El crecimiento de vellos en las orejas es algo común, especialmente a medida que la edad va avanzando. Aunque para muchos es un problema estético, desde el punto de vista médico hay varias razones por las que ocurre.
1. Una característica normal del cuerpo: tipos de vello en la oreja
Existen dos tipos de vello que pueden aparecer en las orejas:
Vello vellus: es el pelito fino y claro que está presente desde la infancia y cubre gran parte del cuerpo.
Pelo terminal: más grueso, oscuro y visible, es el que suele sobresalir en la parte externa del oído o del canal auditivo.
Ambos tipos de vellos son normales, el vello terminal suele hacerse más notorio a medida que avanzamos en edad, especialmente en hombres.
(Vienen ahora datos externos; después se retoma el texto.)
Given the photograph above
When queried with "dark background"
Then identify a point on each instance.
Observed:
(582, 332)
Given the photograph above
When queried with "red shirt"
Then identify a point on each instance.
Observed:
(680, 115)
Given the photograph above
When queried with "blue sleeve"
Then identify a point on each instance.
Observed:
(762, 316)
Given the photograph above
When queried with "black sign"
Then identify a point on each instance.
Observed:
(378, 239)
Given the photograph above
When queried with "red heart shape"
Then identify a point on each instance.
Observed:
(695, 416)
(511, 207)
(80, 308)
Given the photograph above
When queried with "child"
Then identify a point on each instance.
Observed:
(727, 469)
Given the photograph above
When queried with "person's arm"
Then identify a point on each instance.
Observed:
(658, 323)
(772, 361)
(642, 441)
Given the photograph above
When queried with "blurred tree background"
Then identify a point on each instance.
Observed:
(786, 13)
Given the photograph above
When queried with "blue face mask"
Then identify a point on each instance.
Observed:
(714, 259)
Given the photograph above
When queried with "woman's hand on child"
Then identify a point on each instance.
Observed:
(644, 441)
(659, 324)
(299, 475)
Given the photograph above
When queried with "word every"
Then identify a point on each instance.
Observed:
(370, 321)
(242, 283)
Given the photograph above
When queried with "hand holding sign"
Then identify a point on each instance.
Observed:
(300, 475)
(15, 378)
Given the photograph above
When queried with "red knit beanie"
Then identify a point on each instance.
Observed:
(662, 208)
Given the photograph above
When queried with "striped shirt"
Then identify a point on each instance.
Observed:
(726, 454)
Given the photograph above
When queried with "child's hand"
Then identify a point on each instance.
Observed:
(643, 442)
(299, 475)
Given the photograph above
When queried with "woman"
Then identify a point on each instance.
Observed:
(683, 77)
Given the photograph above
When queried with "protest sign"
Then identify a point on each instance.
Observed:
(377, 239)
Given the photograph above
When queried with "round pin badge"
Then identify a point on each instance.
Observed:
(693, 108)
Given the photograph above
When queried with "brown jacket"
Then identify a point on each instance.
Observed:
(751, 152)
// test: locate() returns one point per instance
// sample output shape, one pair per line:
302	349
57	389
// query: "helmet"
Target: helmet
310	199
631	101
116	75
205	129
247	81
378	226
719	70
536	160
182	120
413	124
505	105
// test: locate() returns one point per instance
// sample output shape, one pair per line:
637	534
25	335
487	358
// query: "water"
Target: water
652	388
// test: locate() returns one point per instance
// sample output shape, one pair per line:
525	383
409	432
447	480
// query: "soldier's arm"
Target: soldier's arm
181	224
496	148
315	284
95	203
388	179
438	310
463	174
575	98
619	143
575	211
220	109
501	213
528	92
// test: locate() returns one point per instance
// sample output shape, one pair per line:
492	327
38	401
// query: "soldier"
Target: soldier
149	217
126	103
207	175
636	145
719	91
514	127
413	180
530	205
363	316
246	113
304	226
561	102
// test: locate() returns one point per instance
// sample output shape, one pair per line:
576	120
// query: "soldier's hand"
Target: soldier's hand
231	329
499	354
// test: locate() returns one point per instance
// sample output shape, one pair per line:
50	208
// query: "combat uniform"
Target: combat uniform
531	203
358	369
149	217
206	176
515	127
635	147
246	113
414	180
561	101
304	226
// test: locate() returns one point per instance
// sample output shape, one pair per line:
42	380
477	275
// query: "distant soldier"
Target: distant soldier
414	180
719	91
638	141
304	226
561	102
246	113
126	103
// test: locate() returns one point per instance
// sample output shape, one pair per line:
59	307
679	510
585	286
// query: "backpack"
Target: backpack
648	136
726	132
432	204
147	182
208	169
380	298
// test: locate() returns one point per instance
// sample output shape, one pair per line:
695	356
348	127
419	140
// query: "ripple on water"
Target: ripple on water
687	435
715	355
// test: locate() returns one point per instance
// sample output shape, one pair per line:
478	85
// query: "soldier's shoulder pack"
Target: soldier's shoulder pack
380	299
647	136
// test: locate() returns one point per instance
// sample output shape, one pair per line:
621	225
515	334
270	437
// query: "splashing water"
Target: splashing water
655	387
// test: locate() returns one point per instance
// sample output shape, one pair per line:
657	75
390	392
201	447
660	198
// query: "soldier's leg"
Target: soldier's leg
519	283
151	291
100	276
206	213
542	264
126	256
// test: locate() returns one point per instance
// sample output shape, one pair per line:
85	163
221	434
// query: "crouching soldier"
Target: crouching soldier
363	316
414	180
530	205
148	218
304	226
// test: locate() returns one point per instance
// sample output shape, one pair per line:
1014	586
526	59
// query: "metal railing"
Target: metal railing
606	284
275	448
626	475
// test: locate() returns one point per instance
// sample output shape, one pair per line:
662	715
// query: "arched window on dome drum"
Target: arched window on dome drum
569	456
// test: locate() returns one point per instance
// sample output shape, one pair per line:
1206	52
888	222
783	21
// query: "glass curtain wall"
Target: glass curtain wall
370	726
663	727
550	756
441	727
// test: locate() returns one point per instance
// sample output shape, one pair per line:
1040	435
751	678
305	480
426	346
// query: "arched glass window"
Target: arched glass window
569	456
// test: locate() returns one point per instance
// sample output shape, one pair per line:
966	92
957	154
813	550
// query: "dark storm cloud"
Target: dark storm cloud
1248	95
2. Hormonas: el papel clave de la testosterona
Una de las principales razones médicas por las que el vello de las orejas se vuelve más visible con el tiempo tiene que ver con los cambios hormonales, particularmente con los altos niveles de testosterona y otros andrógenos.
Los hombres tienen niveles más altos de testosterona, la hormona que impulsa el desarrollo del vello terminal en muchas zonas del cuerpo. Con el paso de los años, los folículos del vello pueden volverse más sensibles a estas hormonas, lo que promueve el crecimiento de vello visible alrededor de la oreja y en el canal auditivo.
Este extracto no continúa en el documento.